En 1994 à la fin de l’apartheid en Afrique du Sud, les Khoisans demande la restitution du corps de Sawtche, ils n’ont jamais oublié leur sœur emmenée de force en Occident, ils souhaitent lui offrir une sépulture et lui rendre enfin sa dignité. La demande de restitution des Khoisans émane de l’organisation représentant les descendants Khoisans. En 1999, lors d’un congrès d’archéologie au Cap, le président déclare à l’intention de la France: « l’exhibition de son postérieur et de ses organes génitaux pour amuser les foules de gens sans coeur viole la dignité de mon peuple ». Au départ la demande est rejetée, elle rencontre une opposition de la communauté scientifique française qui ose prétendre que le corps leur appartient au nom du patrimoine inaliénable du muséum et de la science.
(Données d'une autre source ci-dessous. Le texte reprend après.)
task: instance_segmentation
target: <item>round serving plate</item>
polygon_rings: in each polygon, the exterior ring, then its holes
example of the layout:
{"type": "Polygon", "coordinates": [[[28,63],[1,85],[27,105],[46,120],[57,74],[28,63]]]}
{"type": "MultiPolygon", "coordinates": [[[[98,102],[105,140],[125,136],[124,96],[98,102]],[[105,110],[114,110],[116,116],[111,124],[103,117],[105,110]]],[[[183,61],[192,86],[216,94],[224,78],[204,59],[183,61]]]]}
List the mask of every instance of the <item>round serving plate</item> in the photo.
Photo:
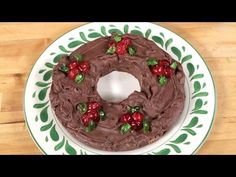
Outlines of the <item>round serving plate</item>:
{"type": "MultiPolygon", "coordinates": [[[[112,83],[119,82],[120,77],[116,78],[118,80],[112,83]]],[[[183,38],[153,23],[89,23],[67,32],[38,58],[29,74],[24,95],[28,130],[44,154],[195,154],[211,130],[215,108],[214,82],[203,58],[183,38]],[[153,40],[182,63],[186,75],[185,106],[178,122],[156,142],[132,151],[101,151],[80,143],[58,121],[49,101],[52,69],[60,56],[112,32],[132,33],[153,40]]]]}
On reconnaît bien là les habitudes occidentales qui prônent le traditionnel prétexte de la science et la raison pour affirmer que tout lui appartient (domination), même le corps mort des non-européens. Après le vote d‘une loi française en 2002, la France restitue le corps à l’Afrique du Sud où on lui consacra des funérailles selon les coutumes de son peuple. En revanche le moulage de Sawtche est toujours présent au musée de l’Homme, il est entreposé dans une caisse recouverte d’un grillage.